What the Numbers Don't Capture
- Splint fabrication as a unique irreducible craft. Custom thermoplastic orthotic fabrication is a tactile, creative skill that distinguishes hand therapy from general PT. While 3D printing can produce standardised designs, the real-time moulding, fitting, and adjustment of a splint to a post-surgical hand — checking tendon clearance, accommodating pins/wires, adjusting for oedema — remains irreducibly manual. This craft element provides additional protection beyond what the task scores convey.
- Protocol-timing criticality. Hand therapy operates within strict post-surgical timelines — advancing motion too early risks tendon rupture, too late causes adhesions. This clinical judgment under time pressure is difficult to capture in a single score but significantly elevates the human judgment requirement beyond what a "score 2" suggests for evaluation tasks.
- Telehealth erosion at the margins. Some hand therapy follow-ups can be delivered via telehealth (exercise review, education). Telehealth-only hand therapists lose the physicality protection. As virtual care expands, a small subset of the role moves to a lower-protection environment.
Who Should Worry (and Who Shouldn't)
Hand therapists who fabricate custom splints and perform manual therapy daily are among the safest allied health workers. The combination of craft skill, tactile assessment, licensed practice, and surgical protocol expertise creates strong multi-layered protection. Therapists who have drifted into primarily exercise-prescription or telehealth-only roles should pay attention — those delivery modes strip the core protections of physical contact and custom fabrication. The single biggest factor separating the safe version from the at-risk version is whether you regularly fabricate custom orthoses and perform hands-on manual therapy. If your hands are on the patient and you are moulding splints, your protection is strong.
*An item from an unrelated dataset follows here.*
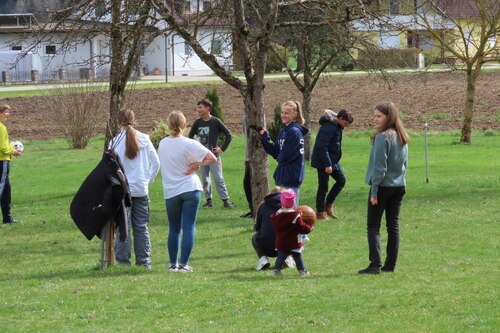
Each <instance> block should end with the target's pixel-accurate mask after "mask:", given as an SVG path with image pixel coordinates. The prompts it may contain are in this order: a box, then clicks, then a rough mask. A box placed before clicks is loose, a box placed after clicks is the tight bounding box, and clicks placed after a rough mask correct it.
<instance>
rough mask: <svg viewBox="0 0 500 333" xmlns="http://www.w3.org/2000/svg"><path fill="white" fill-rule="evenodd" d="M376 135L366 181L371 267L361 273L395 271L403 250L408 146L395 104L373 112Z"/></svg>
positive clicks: (383, 103) (408, 141) (367, 273)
If your practice is primarily exercise-based or screen-based, your protection drops toward the Physical Therapist Assistant level (55.4).
What This Means
The role in 2028: Hand therapists will use AI-powered motion capture for objective finger ROM tracking, wearable sensors for home exercise compliance monitoring, and ambient documentation tools to reduce charting burden. 3D scanning may assist with initial orthotic design templates. The core work — custom splint fabrication, manual joint mobilisation, tendon gliding protocols, wound management, and clinical judgment about protocol progression — remains entirely human.
Survival strategy:
- Maintain and deepen custom orthotic fabrication skills — this irreducible craft skill is the clearest differentiator from general PT and from AI-assisted exercise delivery
- Pursue CHT certification if not yet achieved — the 4,000-hour requirement and specialist exam create a strong credentialing barrier that protects the role
- Embrace AI tools for documentation, motion capture, and outcome tracking to reduce admin burden and demonstrate measurable patient outcomes
Timeline: 15-25+ years, if ever. Driven by the fundamental impossibility of replacing custom thermoplastic splint fabrication, manual joint mobilisation, tendon integrity assessment, and protocol-timing clinical judgment with software or robotics.